Nato verso il 1168, era di Mantova ed è possibile che appartenesse al nobile casato dei Bonomi (ma c’è chi sostiene che «Bono» non sia la contrazione del nome di famiglia, bensì un appellativo). Rimasto orfano a quindici anni, Giovanni prese a girare per le fiere e le corti signorili esibendosi come giullare, ma conducendo una vita dissipata e dedita ai bagordi. Verso i quaranta, ammalatosi gravemente, fece voto di cambiare vita. Guarito, mantenne il proprio voto e, col permesso del suo vescovo, si fece eremita dalle parti di Cesena. Presto la fama delle sue austerità gli procurò molti discepoli, per i quali costruì una chiesa e chiese una regola al Papa Innocenzo IV. Questi diede al suo gruppo quella agostiniana.

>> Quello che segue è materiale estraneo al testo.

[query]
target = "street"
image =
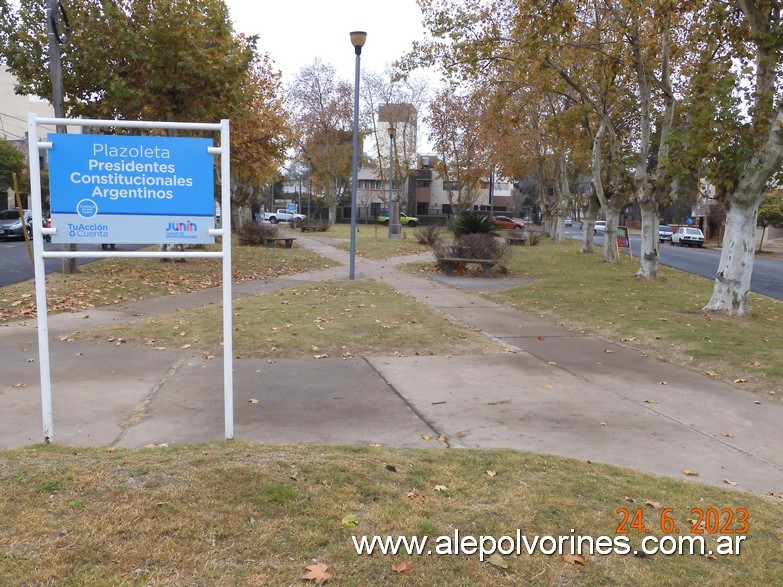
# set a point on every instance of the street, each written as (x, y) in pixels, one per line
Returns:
(767, 278)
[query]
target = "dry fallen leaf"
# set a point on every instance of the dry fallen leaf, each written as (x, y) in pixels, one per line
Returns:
(318, 574)
(402, 567)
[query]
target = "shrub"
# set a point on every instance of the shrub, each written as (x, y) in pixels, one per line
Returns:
(255, 234)
(473, 246)
(429, 235)
(469, 223)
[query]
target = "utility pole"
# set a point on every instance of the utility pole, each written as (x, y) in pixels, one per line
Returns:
(58, 29)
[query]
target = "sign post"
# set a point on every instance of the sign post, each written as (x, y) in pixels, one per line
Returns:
(131, 189)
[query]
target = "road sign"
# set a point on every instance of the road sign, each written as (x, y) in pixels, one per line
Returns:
(131, 189)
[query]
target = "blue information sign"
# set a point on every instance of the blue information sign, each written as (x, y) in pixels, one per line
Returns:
(131, 189)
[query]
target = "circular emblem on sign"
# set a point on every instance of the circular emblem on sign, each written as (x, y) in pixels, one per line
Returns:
(86, 208)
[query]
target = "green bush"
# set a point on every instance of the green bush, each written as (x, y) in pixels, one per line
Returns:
(473, 246)
(429, 235)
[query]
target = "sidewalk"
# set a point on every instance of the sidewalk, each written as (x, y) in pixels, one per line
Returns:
(556, 390)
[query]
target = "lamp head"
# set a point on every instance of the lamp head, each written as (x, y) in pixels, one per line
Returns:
(358, 38)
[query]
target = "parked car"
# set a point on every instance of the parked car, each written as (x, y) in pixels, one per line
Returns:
(411, 221)
(507, 223)
(283, 215)
(688, 235)
(11, 224)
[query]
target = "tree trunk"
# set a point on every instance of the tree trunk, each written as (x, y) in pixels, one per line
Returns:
(649, 255)
(732, 282)
(610, 240)
(590, 213)
(761, 240)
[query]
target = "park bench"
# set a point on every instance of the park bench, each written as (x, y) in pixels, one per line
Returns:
(449, 262)
(271, 242)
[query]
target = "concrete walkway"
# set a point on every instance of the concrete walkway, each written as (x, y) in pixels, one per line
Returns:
(556, 391)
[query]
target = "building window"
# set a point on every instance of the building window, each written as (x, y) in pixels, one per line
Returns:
(370, 184)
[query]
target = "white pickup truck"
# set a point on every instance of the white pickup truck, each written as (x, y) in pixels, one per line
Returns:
(282, 215)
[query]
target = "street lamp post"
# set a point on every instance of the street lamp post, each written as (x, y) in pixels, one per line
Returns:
(358, 38)
(310, 188)
(391, 176)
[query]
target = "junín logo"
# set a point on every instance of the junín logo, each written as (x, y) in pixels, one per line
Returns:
(181, 227)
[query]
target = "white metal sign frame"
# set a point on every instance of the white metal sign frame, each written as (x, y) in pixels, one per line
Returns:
(224, 152)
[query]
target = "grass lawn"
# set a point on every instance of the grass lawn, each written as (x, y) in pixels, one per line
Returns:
(372, 240)
(662, 317)
(237, 514)
(114, 281)
(328, 319)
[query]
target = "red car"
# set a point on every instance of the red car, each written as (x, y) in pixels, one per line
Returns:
(505, 222)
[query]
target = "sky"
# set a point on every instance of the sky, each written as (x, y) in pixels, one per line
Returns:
(296, 32)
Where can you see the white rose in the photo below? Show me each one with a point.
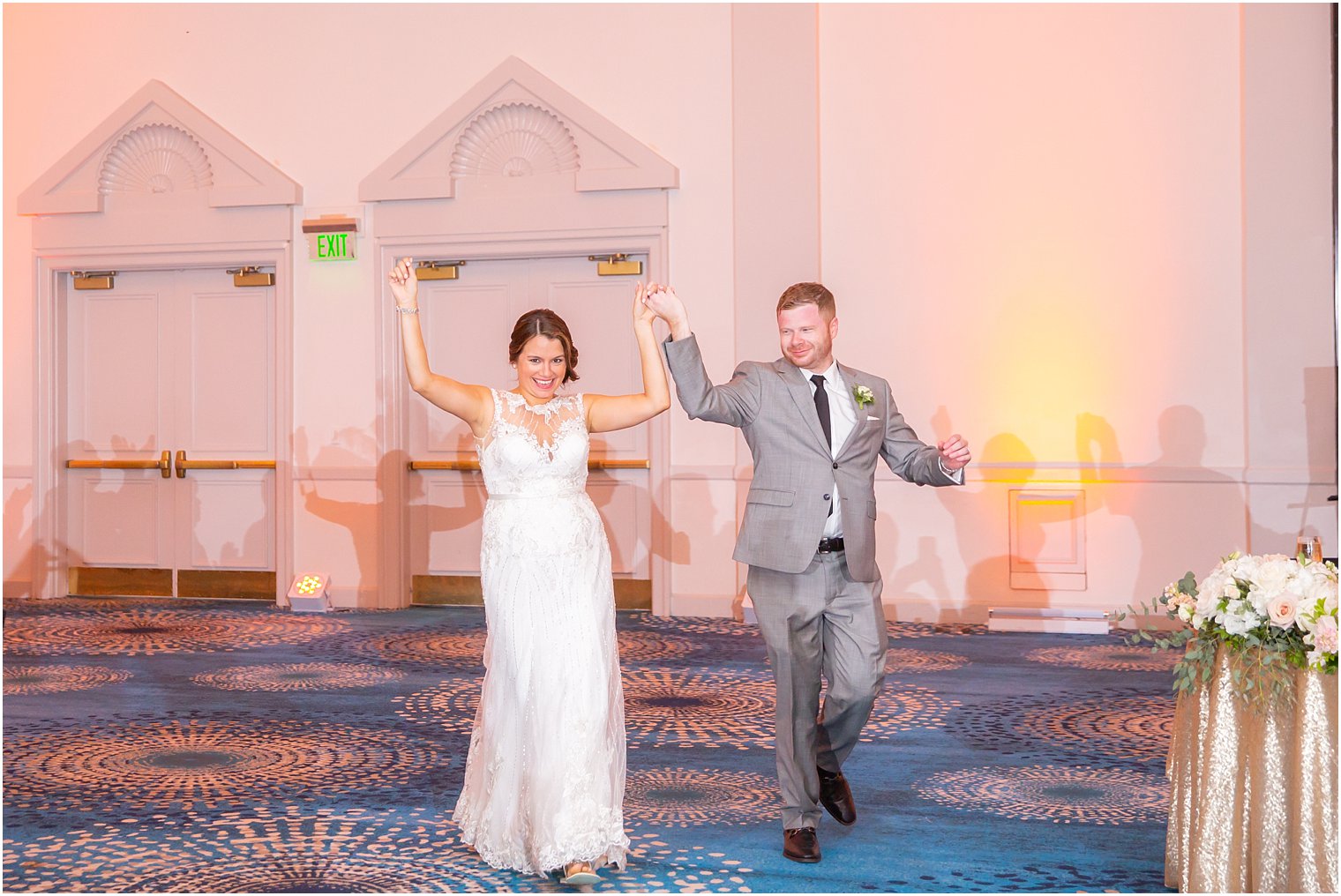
(1209, 594)
(1274, 574)
(1240, 617)
(1325, 635)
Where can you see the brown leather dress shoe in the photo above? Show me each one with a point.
(801, 844)
(835, 795)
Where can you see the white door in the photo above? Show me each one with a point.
(467, 324)
(169, 434)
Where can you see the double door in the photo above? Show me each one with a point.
(169, 437)
(467, 324)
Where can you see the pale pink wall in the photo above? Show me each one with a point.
(1028, 213)
(1287, 285)
(326, 93)
(1041, 221)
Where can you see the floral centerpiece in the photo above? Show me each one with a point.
(1273, 613)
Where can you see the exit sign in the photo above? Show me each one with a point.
(332, 247)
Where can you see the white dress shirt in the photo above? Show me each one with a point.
(843, 420)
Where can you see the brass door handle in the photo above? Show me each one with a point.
(183, 465)
(162, 465)
(596, 463)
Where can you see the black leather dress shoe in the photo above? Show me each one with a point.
(835, 795)
(801, 844)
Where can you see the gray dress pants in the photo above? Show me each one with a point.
(818, 623)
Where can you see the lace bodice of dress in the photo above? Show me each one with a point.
(536, 450)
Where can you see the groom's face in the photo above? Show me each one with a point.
(806, 337)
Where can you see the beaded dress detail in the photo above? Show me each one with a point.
(546, 765)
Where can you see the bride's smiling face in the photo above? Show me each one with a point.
(539, 368)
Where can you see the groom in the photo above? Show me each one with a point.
(815, 429)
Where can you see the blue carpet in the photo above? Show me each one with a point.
(216, 747)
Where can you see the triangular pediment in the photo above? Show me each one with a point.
(513, 125)
(159, 144)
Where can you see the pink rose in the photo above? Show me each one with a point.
(1325, 635)
(1282, 609)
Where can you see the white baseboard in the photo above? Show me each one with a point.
(1056, 618)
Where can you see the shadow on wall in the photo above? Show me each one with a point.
(352, 447)
(1320, 422)
(41, 561)
(696, 491)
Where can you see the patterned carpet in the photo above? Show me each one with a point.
(154, 746)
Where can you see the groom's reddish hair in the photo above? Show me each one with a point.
(815, 294)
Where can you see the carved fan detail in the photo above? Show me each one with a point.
(515, 139)
(154, 159)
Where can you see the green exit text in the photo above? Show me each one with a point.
(333, 247)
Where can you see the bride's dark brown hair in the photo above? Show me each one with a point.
(547, 324)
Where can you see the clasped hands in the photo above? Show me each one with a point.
(954, 452)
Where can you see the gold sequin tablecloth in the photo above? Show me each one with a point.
(1253, 801)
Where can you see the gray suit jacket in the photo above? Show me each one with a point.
(793, 468)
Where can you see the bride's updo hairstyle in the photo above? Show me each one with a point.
(547, 324)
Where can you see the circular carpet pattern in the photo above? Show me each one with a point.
(685, 797)
(905, 707)
(1106, 658)
(22, 680)
(146, 632)
(259, 851)
(1111, 723)
(933, 630)
(279, 849)
(698, 708)
(900, 661)
(641, 646)
(298, 676)
(1052, 793)
(699, 625)
(203, 762)
(430, 646)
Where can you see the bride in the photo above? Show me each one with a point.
(544, 773)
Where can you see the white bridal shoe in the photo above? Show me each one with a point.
(578, 873)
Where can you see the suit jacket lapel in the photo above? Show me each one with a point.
(796, 381)
(851, 380)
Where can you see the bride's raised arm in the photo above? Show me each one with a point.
(617, 412)
(469, 403)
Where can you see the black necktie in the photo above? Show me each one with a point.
(822, 409)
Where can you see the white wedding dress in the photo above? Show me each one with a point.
(546, 766)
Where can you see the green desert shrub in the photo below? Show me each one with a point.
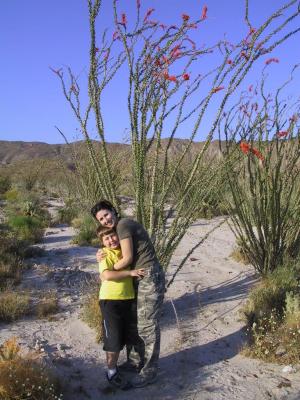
(66, 214)
(25, 376)
(85, 231)
(239, 254)
(27, 228)
(11, 260)
(5, 184)
(271, 293)
(273, 317)
(12, 195)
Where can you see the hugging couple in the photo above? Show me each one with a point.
(131, 295)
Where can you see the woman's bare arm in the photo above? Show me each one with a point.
(119, 275)
(127, 254)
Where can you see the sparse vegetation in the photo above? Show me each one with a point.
(85, 231)
(13, 305)
(25, 377)
(27, 228)
(11, 263)
(66, 214)
(273, 317)
(5, 184)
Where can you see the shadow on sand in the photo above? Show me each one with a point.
(180, 373)
(189, 305)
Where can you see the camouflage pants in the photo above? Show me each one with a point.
(150, 295)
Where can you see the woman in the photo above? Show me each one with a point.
(138, 251)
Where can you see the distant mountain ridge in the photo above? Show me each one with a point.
(16, 151)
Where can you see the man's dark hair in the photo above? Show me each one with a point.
(103, 205)
(102, 231)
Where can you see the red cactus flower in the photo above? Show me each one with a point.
(106, 55)
(243, 54)
(165, 60)
(151, 22)
(245, 147)
(157, 62)
(116, 35)
(257, 153)
(217, 89)
(282, 134)
(270, 60)
(192, 43)
(148, 13)
(294, 118)
(204, 13)
(171, 78)
(123, 20)
(57, 71)
(175, 52)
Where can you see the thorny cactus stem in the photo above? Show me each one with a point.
(158, 60)
(264, 178)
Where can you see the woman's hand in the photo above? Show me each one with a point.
(100, 255)
(138, 273)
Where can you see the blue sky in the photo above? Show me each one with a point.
(37, 34)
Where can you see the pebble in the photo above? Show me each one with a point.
(289, 369)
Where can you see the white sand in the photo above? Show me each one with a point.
(199, 359)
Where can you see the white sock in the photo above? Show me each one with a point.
(111, 372)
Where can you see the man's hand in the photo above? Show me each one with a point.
(138, 273)
(100, 255)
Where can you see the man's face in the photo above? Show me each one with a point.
(111, 241)
(106, 218)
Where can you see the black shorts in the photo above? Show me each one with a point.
(119, 320)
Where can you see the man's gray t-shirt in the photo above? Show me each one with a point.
(143, 251)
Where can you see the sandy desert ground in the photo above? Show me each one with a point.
(200, 357)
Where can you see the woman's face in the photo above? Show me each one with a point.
(107, 218)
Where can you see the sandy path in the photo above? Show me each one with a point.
(199, 359)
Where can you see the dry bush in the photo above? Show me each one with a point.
(273, 317)
(85, 231)
(91, 313)
(25, 377)
(48, 305)
(13, 305)
(11, 264)
(239, 254)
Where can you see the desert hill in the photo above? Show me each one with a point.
(16, 151)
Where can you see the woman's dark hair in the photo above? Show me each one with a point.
(103, 205)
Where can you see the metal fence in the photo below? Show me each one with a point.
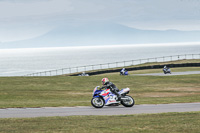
(114, 65)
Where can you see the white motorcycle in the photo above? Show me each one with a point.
(107, 98)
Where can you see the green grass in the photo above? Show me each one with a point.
(77, 91)
(145, 123)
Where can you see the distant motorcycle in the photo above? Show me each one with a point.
(166, 70)
(124, 73)
(107, 98)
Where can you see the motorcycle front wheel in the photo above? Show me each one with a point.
(128, 102)
(97, 102)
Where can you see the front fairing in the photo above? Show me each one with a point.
(96, 92)
(123, 91)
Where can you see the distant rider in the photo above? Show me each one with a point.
(111, 86)
(122, 71)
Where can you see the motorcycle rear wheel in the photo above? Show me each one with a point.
(129, 102)
(97, 102)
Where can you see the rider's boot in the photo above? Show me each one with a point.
(119, 97)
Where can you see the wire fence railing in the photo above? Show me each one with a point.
(80, 69)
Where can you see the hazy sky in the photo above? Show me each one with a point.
(23, 19)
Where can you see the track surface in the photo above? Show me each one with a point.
(111, 110)
(173, 73)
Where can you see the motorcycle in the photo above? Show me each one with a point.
(107, 98)
(166, 70)
(124, 73)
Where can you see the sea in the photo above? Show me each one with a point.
(23, 61)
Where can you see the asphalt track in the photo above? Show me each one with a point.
(173, 73)
(110, 110)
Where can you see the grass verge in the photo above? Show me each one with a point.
(77, 90)
(146, 123)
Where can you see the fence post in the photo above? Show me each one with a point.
(70, 70)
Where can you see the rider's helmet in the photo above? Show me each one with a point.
(104, 81)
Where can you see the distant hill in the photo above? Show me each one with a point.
(103, 34)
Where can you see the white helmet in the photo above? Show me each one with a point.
(104, 81)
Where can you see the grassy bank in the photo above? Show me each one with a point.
(77, 91)
(149, 123)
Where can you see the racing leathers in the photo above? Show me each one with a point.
(113, 89)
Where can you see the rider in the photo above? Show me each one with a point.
(111, 86)
(122, 71)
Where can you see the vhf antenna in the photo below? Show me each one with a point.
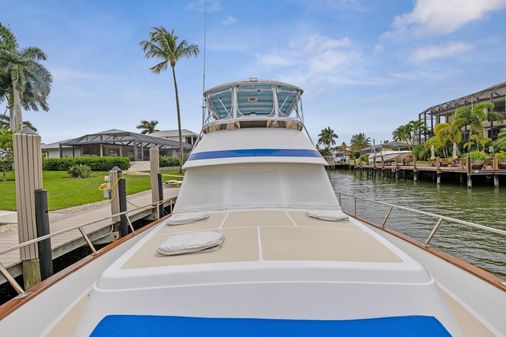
(204, 66)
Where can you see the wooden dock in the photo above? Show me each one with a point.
(64, 243)
(415, 171)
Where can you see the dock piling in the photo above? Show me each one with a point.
(28, 168)
(42, 224)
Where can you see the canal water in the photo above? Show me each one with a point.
(484, 205)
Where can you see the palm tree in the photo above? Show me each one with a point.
(328, 137)
(417, 128)
(5, 122)
(359, 141)
(24, 82)
(500, 142)
(147, 126)
(402, 133)
(164, 45)
(448, 132)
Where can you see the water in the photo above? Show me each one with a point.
(482, 204)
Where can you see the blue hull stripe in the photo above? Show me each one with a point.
(158, 326)
(255, 153)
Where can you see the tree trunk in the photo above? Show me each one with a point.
(181, 155)
(15, 114)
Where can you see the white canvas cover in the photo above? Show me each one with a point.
(190, 243)
(246, 186)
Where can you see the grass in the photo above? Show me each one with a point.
(66, 192)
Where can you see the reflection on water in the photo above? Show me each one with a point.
(482, 204)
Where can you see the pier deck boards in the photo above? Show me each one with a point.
(69, 241)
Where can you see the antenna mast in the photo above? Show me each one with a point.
(204, 65)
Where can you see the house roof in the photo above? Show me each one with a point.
(493, 92)
(121, 137)
(174, 133)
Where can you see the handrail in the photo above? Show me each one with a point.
(440, 218)
(7, 275)
(51, 235)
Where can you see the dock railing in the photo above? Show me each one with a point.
(80, 227)
(390, 207)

Giovanni osservava il digiuno per tre quaresime all’anno e vestiva con un leggero saio con qualunque tempo. Una volta, mentre esortava i suoi, non si accorse di essersi messo a camminare scalzo sui carboni ardenti: ci rimase dentro parecchio tempo, con grande meraviglia dei suoi discepoli. Era talmente tanta la gente che veniva da lui, per preghiere o consigli ma anche per semplice curiosità, che un giorno decise di andarsene a cercare solitudine in un altro posto. Camminò tutta la notte ma al mattino si ritrovò davanti alla sua cella. Comprese, così, che la volontà di Dio era che restasse al suo posto. Giovanni Bono morì a Mantova nel 1249 e sulla sua tomba esplosero copiosi i miracoli. La sua congregazione, detta dei «boniti», rimase indipendente fino al 1256, anno in cui il Papa Alessandro IV decise di accorparla con altre, dando vita all’ordine degli Eremiti di Sant’Agostino.